Is it possible for Africa to rise above its present unfulfilling conditions for good? Can poverty, inequality, corruption, maladministration, and intolerance be overcome? This special volume of Research in Ethical Issues in Organizations argues that it certainly is.
The epoch of Transcendent Development has arrived, and an authentic African philosophy is at hand to understand it.
In this landmark scholarly anthology, seven chapters blaze a trail towards an African philosophical ethos for organisational and business ethics rooted in the complex South African experience.
With almost unmatched sociocultural diversity, South Africa is an ideal melting pot for the great unity-in-diversity experiment of Universal Dignity. If the disparate people of planet earth have any fighting chance of averting the looming dystopian existential crisis inherent in unsustainable development, the hopes thereof begin in the South. Identity-based polarisation and its attendant torment of destructive strife must be exchanged for a mutually beneficial ethos of fulfilment, that truly "leaves no one behind". This volume offers meaningful pathways to this haven of "Ubuntu".

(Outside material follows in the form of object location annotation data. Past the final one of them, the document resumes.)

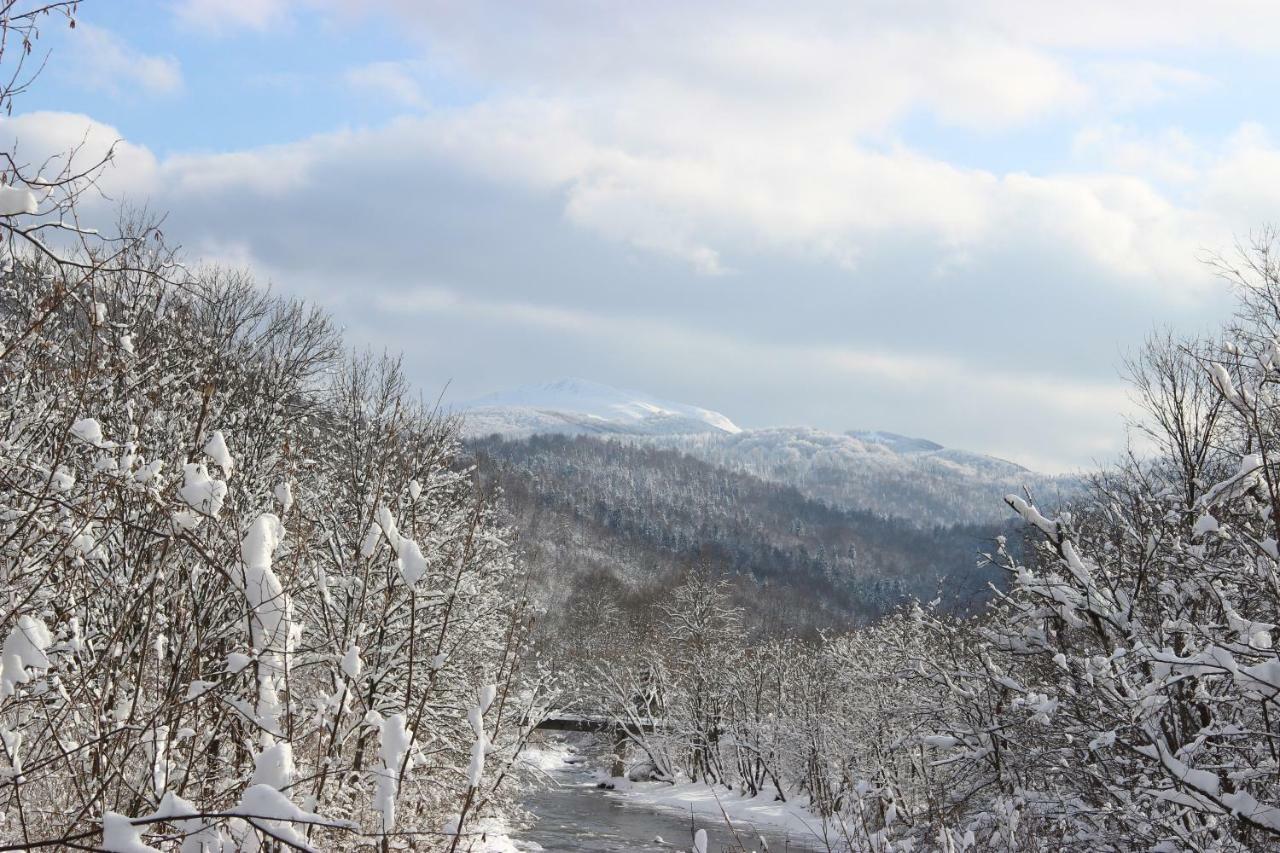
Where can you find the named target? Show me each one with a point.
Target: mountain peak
(575, 405)
(895, 442)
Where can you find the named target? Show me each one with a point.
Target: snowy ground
(745, 813)
(709, 806)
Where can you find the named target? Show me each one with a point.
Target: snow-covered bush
(248, 594)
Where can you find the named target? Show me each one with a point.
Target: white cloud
(392, 80)
(101, 60)
(228, 16)
(1061, 422)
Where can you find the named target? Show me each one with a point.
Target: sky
(942, 219)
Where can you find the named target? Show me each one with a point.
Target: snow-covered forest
(260, 596)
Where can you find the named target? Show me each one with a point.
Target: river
(575, 815)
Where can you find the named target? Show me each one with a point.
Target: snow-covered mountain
(868, 470)
(580, 406)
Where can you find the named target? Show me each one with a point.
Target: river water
(575, 815)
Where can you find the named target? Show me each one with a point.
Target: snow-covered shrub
(247, 593)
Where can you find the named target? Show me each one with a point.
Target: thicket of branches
(250, 600)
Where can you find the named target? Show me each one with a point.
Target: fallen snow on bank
(713, 803)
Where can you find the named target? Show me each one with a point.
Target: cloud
(223, 17)
(391, 80)
(101, 60)
(1063, 422)
(936, 219)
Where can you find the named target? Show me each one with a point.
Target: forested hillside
(888, 475)
(603, 515)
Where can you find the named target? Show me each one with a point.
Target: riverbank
(575, 813)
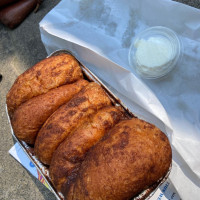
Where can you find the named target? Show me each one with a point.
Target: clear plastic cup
(158, 71)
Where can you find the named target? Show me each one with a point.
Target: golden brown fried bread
(70, 153)
(67, 118)
(50, 73)
(130, 158)
(29, 117)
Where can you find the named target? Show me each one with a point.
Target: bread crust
(29, 117)
(71, 152)
(68, 118)
(130, 158)
(49, 73)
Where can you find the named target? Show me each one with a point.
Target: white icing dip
(153, 55)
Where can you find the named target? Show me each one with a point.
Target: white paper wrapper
(100, 32)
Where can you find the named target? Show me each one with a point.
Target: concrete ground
(19, 49)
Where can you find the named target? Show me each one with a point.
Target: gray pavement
(19, 49)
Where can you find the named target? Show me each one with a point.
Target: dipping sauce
(154, 52)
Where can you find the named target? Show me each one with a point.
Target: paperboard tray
(88, 75)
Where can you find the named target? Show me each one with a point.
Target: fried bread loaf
(130, 158)
(31, 115)
(67, 118)
(49, 73)
(71, 151)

Edited by Dr. Andani Thakhathi, this special volume of seven chapters presents insightful gems of wisdom that clarify how the self-fulfilling cycle of "Compound-Indignity" may be overcome through the systematic operationalisation of Bantu Wisdom as Transcendent Development. Collectively, the chapters in this special volume contain morally courageous, creative storytelling prose offering paradigm shifts, empirical evidence and surprising "antenarratives" that explain how a harmonious Africa may be realised, starting in the Mother Continent’s Southern-most tip.